* Campaigns aim to put tax measures to voters
* Measures for income tax hike, against online sales tax
* 'One tax measure begets another' - analyst
By Jim Christie
SAN FRANCISCO (Reuters) - Californians will vote
on raising one tax and rolling back another if teachers and
Amazon.com Inc have their way, and others would have
them pass judgment on more tax matters next year.
Analysts said Tuesday they expect a flurry of plans for
ballot measures on taxes in the most populous U.S. state.
"2012 is shaping up as a potentially enormous year in terms
of ballot fights," said Bill Whalen, a Hoover Institution
fellow and former aide to former California Governor Pete
Wilson. "You could have a very crowded ballot."
Dan Schnur, director of the Unruh Institute of Politics at
the University of Southern California, also expects campaigns
for and against taxes to multiply in coming months.
"The thing about tax initiatives is that they spawn,"
Schnur said. "One tax measure begets another."
Some want high-income households to pay more in taxes.
Aiming to boost revenue for the state government and to
reduce the risk of cuts to education spending in future years,
the California Federation of Teachers, for instance, is
considering a campaign to put a measure to voters next year
that would raise taxes on the state's wealthy.
"We're fairly confident that we'll be able to build a
coalition that will ask the richest Californians to return to
higher tax rates," said Fred Glass, a spokesman for the union,
which represents 120,000 education employees across the state.
By contrast, Amazon Friday took the first steps toward
putting a measure on the ballot that would repeal a recently
enacted sales-tax law -- one of the few pieces of legislation
to raise revenue that survived the statehouse struggle to craft
a budget package.
TAXING ONLINE SALES
Governor Jerry Brown had hoped to extend temporary tax
increases that expired last month. But his plan for lawmakers
to approve them and for voters to ratify them stalled during
the months-long battle with lawmakers over plans to balance the
state's books.
Democrats who control the legislature favored keeping the
hikes. Republicans ruled them out, blocking a special election
on the matter this year that Brown had been urging.
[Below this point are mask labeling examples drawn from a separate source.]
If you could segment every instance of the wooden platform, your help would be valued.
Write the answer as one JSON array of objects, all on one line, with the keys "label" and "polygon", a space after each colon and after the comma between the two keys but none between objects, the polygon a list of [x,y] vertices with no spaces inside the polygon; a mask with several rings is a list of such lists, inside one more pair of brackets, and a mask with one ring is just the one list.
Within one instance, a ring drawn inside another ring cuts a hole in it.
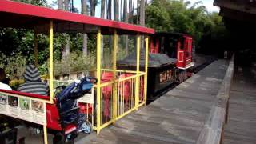
[{"label": "wooden platform", "polygon": [[224,144],[256,143],[256,65],[235,66]]},{"label": "wooden platform", "polygon": [[76,143],[195,143],[225,76],[215,61],[158,100]]}]

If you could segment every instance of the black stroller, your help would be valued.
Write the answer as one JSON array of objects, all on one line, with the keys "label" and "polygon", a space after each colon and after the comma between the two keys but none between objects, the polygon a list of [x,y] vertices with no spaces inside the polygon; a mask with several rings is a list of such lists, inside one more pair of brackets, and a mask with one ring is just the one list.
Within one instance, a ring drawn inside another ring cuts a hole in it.
[{"label": "black stroller", "polygon": [[[89,93],[96,82],[94,78],[85,77],[66,87],[61,86],[56,88],[60,91],[55,93],[55,98],[62,130],[62,134],[55,134],[54,143],[73,143],[78,133],[90,134],[92,131],[86,114],[79,112],[77,99]],[[75,128],[72,129],[70,126],[75,126]],[[68,130],[65,130],[66,128]]]}]

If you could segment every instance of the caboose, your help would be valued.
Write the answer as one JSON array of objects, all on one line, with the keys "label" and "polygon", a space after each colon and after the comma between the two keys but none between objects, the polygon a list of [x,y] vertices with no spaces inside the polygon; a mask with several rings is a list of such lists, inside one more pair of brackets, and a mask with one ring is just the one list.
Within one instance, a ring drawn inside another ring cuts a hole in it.
[{"label": "caboose", "polygon": [[185,34],[159,32],[151,36],[150,52],[165,54],[175,62],[176,78],[182,82],[193,73],[193,38]]}]

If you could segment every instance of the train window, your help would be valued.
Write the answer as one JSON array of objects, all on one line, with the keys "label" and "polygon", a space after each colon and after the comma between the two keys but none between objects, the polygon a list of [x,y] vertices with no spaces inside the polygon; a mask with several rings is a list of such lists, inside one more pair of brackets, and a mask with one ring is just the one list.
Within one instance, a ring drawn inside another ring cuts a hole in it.
[{"label": "train window", "polygon": [[181,43],[181,46],[180,46],[180,49],[181,50],[183,50],[184,49],[184,44],[185,44],[185,40],[184,40],[184,38],[180,38],[179,39],[179,42],[180,42],[180,43]]}]

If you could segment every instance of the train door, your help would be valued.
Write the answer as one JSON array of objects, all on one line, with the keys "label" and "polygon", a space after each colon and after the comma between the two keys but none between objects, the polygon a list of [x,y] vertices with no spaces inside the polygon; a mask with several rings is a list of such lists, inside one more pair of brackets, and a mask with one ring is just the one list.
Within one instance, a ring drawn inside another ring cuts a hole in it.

Lawmakers last month finally closed the state budget's
roughly $10 billion deficit, largely with a combination of
spending cuts, deferred payments and optimistic assumptions
about revenue.
While tax extensions faltered, the legislature provided for
some tax revenue -- to the consternation of online retailers in
tie-ups with California-based websites.
Taxes must now be collected on sales initiated through the
websites for online retailers in other states, like
Seattle-based Amazon and Salt Lake City-headquartered
Overstock.com Inc.
Online retailers fired back by severing ties to their
so-called affiliates in California, and Amazon intends a ballot
fight over the recently enacted law taxing online sales.
Amazon filed papers Friday with the state's attorney
general to launch a measure urging voters to repeal the law.
"Amazon is betting that its probably millions of California
customers won't want to pay sales tax," said Steve Maviglio, a
public affairs consultant in Sacramento, California.
Supporters of the law, which include brick-and-mortar
retailers, intend a stiff defense.
"We intend to join with California businesses -- large and
small -- to fight this Tax Evasion Referendum tooth-and-nail,"
State Senator Loni Hancock said in a statement.